Calley Means on depression: what the evidence says · JRE #2210
SUBJECT: DEPRESSION
Not a true/false call. Every claim is logged with its sources; read the exhibits below.
Study after study shows they have two courts of people. They've got people that exercise and eat whole foods, and then they have people that do antidepressants and go to therapy. The people that don't go to therapy, no drugs, but exercise and eat better food, demonstrably better outcomes
What the evidence says 01 / RECORD
Head-to-head evidence does not show exercise demonstrably beating antidepressants plus therapy. A systematic review and network meta-analysis of randomized trials in non-severe depression found no significant difference between exercise and antidepressants (standardized mean difference −0.12, 95% CI −0.33 to 0.10) and no treatment superior to another, though all beat controls, and exercise had higher dropout (relative risk 1.31). A large 2024 network meta-analysis (218 studies) reported that some exercise forms (walking or jogging, Hedges g −0.63) had point estimates numerically comparable to or larger than SSRIs alone (g −0.26) and CBT (g −0.55), but rated confidence in nearly all results as low to very low due to lack of blinding and high risk of bias, and positioned exercise alongside, not clearly above, medication and psychotherapy.
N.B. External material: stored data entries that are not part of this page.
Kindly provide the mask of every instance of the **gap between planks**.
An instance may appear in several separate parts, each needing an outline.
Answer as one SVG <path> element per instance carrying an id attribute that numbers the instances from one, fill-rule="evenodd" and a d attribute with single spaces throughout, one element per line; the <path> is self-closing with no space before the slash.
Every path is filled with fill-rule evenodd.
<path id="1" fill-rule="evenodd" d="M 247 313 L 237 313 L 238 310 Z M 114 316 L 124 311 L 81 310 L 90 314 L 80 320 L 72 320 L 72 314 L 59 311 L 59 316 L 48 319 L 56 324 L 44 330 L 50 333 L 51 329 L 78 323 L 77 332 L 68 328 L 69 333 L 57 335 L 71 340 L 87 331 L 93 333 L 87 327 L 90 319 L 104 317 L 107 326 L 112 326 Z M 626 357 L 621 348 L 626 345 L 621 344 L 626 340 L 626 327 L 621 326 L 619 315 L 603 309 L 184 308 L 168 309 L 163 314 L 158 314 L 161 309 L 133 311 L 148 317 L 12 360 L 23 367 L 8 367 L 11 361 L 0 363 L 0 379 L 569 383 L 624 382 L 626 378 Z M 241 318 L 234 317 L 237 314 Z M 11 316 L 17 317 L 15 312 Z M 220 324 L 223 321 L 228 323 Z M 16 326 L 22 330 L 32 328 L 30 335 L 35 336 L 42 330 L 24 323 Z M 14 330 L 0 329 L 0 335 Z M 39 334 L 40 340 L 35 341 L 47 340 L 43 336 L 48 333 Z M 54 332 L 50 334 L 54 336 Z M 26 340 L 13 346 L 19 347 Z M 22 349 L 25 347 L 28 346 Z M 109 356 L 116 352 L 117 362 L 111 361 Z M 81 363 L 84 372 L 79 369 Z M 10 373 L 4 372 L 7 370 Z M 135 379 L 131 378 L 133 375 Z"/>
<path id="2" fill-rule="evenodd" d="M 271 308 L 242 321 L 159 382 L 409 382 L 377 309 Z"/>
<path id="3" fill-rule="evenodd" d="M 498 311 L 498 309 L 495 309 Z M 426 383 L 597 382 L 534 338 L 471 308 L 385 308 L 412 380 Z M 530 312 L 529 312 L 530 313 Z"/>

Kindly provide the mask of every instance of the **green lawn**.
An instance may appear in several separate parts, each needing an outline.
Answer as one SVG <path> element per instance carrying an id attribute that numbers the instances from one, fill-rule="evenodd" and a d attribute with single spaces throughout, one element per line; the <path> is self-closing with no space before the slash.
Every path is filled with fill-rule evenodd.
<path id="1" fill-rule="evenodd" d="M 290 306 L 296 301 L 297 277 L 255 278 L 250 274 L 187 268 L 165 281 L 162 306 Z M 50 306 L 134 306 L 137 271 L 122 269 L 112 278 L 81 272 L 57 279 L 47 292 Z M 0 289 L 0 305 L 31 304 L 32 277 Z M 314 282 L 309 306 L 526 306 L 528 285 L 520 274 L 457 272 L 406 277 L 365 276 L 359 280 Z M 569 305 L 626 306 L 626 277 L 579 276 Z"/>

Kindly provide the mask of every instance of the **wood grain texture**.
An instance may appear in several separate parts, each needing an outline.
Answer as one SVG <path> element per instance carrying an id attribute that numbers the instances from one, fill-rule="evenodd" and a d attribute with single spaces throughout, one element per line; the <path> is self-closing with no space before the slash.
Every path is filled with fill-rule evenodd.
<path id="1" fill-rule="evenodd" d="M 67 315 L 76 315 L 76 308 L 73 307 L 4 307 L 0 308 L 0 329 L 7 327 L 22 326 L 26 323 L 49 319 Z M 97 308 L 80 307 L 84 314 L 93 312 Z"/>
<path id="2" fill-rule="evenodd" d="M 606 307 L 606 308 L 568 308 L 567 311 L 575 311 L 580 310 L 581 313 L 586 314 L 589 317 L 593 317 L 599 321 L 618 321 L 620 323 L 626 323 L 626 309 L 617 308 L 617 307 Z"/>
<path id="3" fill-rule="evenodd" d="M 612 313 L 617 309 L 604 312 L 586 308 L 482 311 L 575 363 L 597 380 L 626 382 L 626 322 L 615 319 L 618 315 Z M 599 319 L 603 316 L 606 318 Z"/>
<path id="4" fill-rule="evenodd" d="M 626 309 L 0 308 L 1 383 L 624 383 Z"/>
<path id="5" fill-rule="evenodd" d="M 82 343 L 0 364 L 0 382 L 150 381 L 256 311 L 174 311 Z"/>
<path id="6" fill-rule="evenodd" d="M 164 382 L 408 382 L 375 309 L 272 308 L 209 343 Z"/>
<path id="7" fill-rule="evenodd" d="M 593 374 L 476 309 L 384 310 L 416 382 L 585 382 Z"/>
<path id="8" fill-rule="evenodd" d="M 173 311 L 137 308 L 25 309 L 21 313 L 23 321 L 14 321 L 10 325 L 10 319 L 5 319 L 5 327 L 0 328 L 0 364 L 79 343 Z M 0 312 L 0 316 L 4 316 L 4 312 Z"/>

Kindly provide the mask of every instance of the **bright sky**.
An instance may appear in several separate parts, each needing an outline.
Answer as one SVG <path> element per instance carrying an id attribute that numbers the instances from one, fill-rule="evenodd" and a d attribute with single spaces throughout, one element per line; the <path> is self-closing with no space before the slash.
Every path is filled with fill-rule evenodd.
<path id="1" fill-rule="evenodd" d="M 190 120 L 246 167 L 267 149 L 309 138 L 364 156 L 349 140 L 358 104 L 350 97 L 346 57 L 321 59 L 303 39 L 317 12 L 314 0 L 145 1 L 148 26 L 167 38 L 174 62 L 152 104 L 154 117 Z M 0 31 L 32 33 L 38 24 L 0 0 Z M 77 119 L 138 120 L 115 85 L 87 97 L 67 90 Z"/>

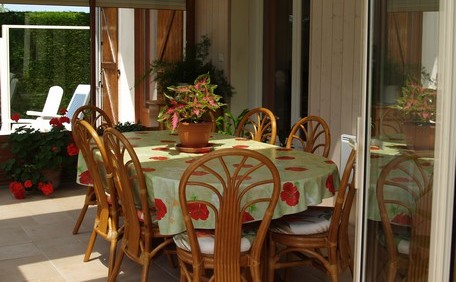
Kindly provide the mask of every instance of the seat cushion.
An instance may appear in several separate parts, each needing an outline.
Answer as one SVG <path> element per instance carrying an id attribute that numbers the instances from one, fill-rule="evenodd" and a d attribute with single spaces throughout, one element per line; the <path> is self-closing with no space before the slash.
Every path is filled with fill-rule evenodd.
<path id="1" fill-rule="evenodd" d="M 382 230 L 377 232 L 377 240 L 380 245 L 386 247 L 385 234 Z M 396 250 L 400 254 L 408 255 L 410 252 L 410 235 L 406 233 L 395 233 L 394 243 L 396 244 Z"/>
<path id="2" fill-rule="evenodd" d="M 198 230 L 196 233 L 198 237 L 198 243 L 200 245 L 201 253 L 207 255 L 214 254 L 214 231 L 213 230 Z M 187 252 L 191 251 L 190 242 L 188 241 L 187 232 L 182 232 L 173 237 L 174 242 L 178 248 L 186 250 Z M 252 236 L 245 234 L 241 238 L 241 252 L 246 252 L 250 250 Z"/>
<path id="3" fill-rule="evenodd" d="M 329 230 L 331 215 L 331 208 L 306 210 L 273 220 L 269 230 L 276 233 L 296 235 L 322 233 Z"/>

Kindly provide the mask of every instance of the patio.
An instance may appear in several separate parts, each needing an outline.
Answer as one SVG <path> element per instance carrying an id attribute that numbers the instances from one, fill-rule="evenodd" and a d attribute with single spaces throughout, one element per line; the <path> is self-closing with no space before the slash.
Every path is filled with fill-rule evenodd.
<path id="1" fill-rule="evenodd" d="M 50 197 L 14 199 L 0 186 L 0 273 L 2 281 L 106 281 L 109 244 L 98 238 L 91 260 L 82 261 L 95 208 L 89 208 L 79 234 L 72 229 L 83 203 L 85 187 L 63 183 Z M 179 281 L 179 270 L 165 256 L 150 267 L 151 281 Z M 141 267 L 124 258 L 118 281 L 139 281 Z M 313 268 L 296 269 L 306 281 L 329 281 Z M 349 271 L 342 281 L 351 281 Z"/>

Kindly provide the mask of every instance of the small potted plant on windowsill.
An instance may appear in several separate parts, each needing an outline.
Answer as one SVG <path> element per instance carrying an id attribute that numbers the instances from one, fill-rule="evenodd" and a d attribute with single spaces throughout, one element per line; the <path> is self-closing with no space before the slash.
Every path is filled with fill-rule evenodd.
<path id="1" fill-rule="evenodd" d="M 198 76 L 194 84 L 168 87 L 172 95 L 165 94 L 166 105 L 158 120 L 173 131 L 177 129 L 182 147 L 207 146 L 215 126 L 211 115 L 224 105 L 220 102 L 221 96 L 214 93 L 216 88 L 209 74 Z"/>
<path id="2" fill-rule="evenodd" d="M 405 141 L 412 149 L 434 148 L 436 98 L 436 89 L 410 79 L 402 87 L 396 105 L 392 106 L 403 115 Z"/>
<path id="3" fill-rule="evenodd" d="M 19 116 L 14 114 L 12 119 Z M 50 120 L 49 132 L 23 126 L 11 133 L 8 142 L 14 158 L 2 164 L 2 169 L 12 178 L 9 188 L 14 197 L 23 199 L 26 192 L 36 190 L 50 195 L 60 183 L 62 169 L 76 165 L 79 150 L 63 125 L 67 122 L 63 116 Z"/>

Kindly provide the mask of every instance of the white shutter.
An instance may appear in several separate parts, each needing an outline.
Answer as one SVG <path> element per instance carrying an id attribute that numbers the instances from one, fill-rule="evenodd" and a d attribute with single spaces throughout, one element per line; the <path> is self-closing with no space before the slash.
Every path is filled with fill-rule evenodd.
<path id="1" fill-rule="evenodd" d="M 185 10 L 185 0 L 95 0 L 97 7 Z M 2 4 L 89 6 L 89 0 L 1 0 Z"/>

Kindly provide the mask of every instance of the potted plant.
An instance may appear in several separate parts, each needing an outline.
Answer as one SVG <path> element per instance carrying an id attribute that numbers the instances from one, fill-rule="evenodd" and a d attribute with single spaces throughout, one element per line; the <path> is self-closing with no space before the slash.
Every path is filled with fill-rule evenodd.
<path id="1" fill-rule="evenodd" d="M 434 147 L 436 98 L 436 89 L 409 79 L 393 106 L 403 115 L 405 141 L 413 149 Z"/>
<path id="2" fill-rule="evenodd" d="M 14 114 L 12 119 L 19 116 Z M 68 117 L 62 116 L 50 120 L 52 128 L 48 132 L 22 126 L 11 133 L 9 144 L 14 158 L 2 168 L 12 178 L 9 188 L 16 198 L 22 199 L 26 191 L 34 190 L 50 195 L 60 183 L 62 169 L 76 164 L 79 150 L 64 126 L 68 122 Z"/>
<path id="3" fill-rule="evenodd" d="M 224 105 L 221 96 L 214 93 L 216 88 L 208 73 L 199 75 L 193 84 L 167 88 L 172 94 L 164 94 L 166 105 L 158 120 L 173 131 L 177 129 L 182 147 L 207 146 L 214 125 L 211 115 Z"/>

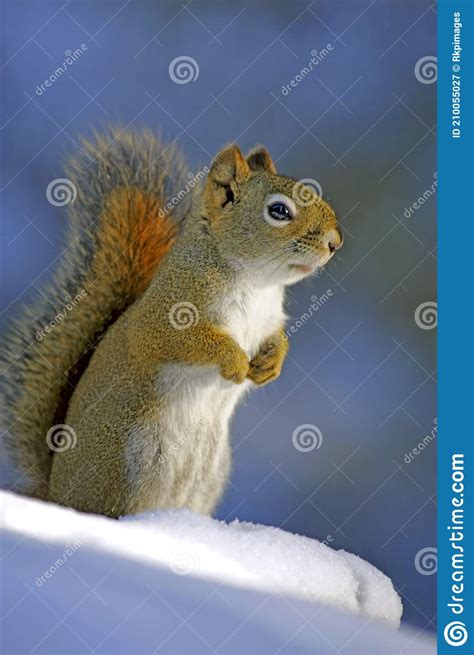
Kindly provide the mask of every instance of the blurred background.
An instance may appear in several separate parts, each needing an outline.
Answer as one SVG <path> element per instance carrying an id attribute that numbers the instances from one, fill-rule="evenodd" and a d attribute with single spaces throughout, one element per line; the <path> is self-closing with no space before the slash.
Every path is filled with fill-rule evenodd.
<path id="1" fill-rule="evenodd" d="M 46 188 L 79 135 L 148 126 L 194 173 L 231 140 L 265 144 L 280 172 L 321 186 L 345 245 L 288 293 L 290 355 L 237 412 L 217 516 L 360 555 L 392 578 L 404 620 L 433 630 L 435 4 L 6 0 L 2 13 L 2 329 L 61 252 L 66 210 Z M 186 83 L 169 68 L 181 57 Z"/>

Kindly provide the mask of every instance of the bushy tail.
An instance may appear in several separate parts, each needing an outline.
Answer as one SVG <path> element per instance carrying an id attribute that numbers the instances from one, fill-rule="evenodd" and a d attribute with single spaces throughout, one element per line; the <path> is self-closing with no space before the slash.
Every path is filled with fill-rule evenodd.
<path id="1" fill-rule="evenodd" d="M 14 488 L 39 498 L 47 497 L 54 451 L 72 438 L 61 426 L 95 344 L 147 288 L 191 202 L 179 154 L 148 132 L 117 128 L 84 142 L 66 175 L 76 197 L 60 265 L 0 352 L 2 439 L 18 472 Z"/>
So exercise appears roughly as effective as antidepressants for milder depression, but the claim that lifestyle without drugs or therapy produces demonstrably better outcomes than combined drug-plus-therapy care overstates what the trials show.
Who Benefits
Calley Means co-founded Truemed (True Medicine Inc.), which sells letters of medical necessity that let consumers spend pre-tax HSA and FSA dollars on food, exercise, and wellness products, giving him a financial stake in claims that lifestyle interventions beat pharmaceuticals.